Wall Street analysts, several of whom have downgraded the bank sector on fundamental concerns, advised caution.
"I firmly believe that if interest rates keep going down, then strength is going to be taken away from the banks," said Robert B. Albertson, director of U.S. bank research at Goldman, Sachs & Co.
"Right now investors are in the midst of the same knee-jerk reaction as always, buying banks when rates are falling," he said. "But we still have a neutral rating on the banks for the year."
"Until yesterday, the banks had actually underperformed for the year," said analyst Brent B. Erensel of UBS Securities. "In fact, they are playing catch-up in a liquidity-driven market."
UBS cut its sector rating on banks to "underweight" on Feb. 2. Mr. Erensel and other analysts at the firm anticipate "an absolute price correction of at least 20%."
Mr. Albertson, who was bullish on banks until early January, when his firm downgraded the sector to "market performer" status, said he has advised customers to use the current rally "to weed the garden a bit."
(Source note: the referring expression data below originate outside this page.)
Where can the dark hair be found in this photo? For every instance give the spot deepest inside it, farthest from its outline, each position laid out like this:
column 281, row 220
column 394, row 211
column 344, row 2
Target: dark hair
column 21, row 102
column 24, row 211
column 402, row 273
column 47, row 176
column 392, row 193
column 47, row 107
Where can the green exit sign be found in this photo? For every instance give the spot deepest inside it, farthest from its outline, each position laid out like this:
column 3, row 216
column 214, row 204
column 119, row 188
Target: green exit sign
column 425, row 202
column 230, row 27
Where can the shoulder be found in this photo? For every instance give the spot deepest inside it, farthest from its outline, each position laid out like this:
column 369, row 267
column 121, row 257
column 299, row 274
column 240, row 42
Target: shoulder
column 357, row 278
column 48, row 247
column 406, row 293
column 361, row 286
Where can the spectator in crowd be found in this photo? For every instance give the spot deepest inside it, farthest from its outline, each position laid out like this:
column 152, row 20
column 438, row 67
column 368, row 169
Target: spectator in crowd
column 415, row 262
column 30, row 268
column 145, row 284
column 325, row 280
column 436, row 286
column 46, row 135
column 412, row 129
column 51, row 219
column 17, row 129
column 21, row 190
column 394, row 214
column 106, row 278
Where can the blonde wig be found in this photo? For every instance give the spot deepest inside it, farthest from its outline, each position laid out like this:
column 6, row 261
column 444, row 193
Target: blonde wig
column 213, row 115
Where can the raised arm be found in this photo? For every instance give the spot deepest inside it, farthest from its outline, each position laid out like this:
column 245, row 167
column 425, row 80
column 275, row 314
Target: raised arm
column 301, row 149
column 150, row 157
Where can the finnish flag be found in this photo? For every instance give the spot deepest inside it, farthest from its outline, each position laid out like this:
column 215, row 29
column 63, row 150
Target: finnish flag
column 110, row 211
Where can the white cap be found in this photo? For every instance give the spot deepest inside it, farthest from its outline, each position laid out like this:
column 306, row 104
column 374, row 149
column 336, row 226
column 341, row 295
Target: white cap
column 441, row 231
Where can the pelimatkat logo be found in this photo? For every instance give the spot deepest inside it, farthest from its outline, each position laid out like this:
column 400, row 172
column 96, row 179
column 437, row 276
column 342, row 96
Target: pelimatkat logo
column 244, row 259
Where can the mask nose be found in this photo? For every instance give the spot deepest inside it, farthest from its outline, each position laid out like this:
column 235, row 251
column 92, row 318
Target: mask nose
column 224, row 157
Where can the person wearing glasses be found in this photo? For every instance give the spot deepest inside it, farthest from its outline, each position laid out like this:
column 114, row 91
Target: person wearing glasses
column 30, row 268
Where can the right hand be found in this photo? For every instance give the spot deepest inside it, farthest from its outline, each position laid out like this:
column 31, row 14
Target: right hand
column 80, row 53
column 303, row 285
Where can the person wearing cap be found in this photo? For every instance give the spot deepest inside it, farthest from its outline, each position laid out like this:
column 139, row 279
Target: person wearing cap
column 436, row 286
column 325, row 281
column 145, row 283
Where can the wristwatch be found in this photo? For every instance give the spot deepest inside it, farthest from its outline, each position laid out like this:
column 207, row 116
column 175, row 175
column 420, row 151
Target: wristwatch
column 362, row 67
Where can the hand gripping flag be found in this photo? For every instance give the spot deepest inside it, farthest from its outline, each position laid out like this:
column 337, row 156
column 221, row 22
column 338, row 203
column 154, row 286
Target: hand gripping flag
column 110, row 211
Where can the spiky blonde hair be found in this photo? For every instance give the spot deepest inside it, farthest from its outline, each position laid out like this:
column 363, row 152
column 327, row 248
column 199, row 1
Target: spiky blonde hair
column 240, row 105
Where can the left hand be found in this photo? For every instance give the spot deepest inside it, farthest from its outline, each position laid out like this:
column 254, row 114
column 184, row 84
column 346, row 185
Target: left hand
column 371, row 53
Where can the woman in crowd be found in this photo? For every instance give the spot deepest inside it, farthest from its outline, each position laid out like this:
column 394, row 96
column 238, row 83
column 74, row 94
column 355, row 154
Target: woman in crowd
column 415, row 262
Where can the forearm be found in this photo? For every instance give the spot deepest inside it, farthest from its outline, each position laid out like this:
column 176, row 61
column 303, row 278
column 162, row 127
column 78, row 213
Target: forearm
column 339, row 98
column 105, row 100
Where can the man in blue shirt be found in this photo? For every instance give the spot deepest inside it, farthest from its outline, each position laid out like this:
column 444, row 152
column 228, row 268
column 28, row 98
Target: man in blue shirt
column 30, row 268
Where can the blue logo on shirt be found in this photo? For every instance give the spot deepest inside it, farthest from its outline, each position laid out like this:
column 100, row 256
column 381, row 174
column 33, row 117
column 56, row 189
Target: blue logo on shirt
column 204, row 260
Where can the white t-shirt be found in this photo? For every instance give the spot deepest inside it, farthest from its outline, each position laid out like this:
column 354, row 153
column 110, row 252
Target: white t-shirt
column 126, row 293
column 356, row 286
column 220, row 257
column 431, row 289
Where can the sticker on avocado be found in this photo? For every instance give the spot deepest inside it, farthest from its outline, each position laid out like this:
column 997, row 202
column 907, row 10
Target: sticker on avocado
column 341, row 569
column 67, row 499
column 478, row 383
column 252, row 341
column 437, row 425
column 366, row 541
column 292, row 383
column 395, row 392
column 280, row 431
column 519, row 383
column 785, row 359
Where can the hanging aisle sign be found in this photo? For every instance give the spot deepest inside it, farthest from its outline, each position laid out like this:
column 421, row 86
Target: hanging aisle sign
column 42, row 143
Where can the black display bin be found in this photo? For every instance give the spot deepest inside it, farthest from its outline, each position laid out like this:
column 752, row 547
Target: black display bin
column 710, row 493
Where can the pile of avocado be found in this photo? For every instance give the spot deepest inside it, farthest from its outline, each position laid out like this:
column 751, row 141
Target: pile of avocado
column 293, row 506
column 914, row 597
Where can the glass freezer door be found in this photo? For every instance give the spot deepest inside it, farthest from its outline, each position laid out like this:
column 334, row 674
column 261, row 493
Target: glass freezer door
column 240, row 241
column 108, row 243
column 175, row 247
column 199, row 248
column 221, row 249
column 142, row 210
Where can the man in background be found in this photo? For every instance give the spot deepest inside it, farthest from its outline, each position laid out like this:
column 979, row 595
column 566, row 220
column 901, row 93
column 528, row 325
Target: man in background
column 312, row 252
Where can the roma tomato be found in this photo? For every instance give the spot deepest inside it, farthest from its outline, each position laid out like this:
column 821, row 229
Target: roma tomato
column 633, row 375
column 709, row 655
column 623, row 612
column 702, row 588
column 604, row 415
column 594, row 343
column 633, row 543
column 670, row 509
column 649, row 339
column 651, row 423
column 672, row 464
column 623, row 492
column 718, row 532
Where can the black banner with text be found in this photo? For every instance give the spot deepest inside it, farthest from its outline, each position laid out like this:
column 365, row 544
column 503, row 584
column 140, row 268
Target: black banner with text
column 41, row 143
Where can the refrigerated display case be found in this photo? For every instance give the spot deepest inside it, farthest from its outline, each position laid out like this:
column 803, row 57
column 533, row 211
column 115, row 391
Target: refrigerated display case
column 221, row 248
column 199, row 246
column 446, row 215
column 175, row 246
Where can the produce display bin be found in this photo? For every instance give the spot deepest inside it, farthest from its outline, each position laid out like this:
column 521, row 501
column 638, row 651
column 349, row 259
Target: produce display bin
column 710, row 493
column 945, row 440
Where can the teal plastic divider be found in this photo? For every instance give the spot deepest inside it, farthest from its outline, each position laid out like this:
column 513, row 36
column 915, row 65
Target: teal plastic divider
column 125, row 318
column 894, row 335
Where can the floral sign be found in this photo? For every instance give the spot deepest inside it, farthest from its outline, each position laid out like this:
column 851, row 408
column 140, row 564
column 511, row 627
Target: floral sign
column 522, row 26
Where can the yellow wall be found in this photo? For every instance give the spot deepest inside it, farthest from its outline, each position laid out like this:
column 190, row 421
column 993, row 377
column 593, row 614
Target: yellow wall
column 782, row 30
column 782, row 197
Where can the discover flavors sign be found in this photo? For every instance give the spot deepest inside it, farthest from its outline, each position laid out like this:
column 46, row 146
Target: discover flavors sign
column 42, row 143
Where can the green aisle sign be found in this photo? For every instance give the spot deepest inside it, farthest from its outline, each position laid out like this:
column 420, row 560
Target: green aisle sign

The analyst pointed out that loan growth at banks has been "decelerating rapidly." If the trend continues for another month, signs of an imminent recession will be clear, he said.
Mr. Erensel attributed the current rally to "buying by money managers looking for places to defensively position themselves." Another analyst agreed that nonfundamental factors are at work.
"You can't say there is this magnificent surge in earnings coming," said Richard X. Bove of Raymond James & Associates, St. Petersburg, Fla., "so something else is obviously going on."
He attributed the phenomenon to a shift by many employers away from traditional pension plans, which typically invested in the bond market, to 401(k) plans, which have provided more funds to the stock market as employees have opted for equity mutual funds.
"In the numbers each month from the Investment Company Institute, we see unbelievable amounts of money pouring into mutual funds," he said.
Looking to buy stocks, Mr. Bove said, fund portfolio managers have been attracted by the relatively low valuation of banks - many selling under 10- times expected earnings versus a multiple of more than 15 for the S&P 500. Yields are also attractive.
Meanwhile, the earnings outlook for banks, while lukewarm, is still better than for industrial companies as the prospect of recession grows, he said. In addition, takeover speculation helps the stocks.
"You have a situation where banks look comparatively good and money to be invested is pouring into the mutual funds looking for a home," he said.
In short, fundamentals have taken a back seat to the money flow into the market, he said. That seems unlikely to change until alternative investments become more attractive.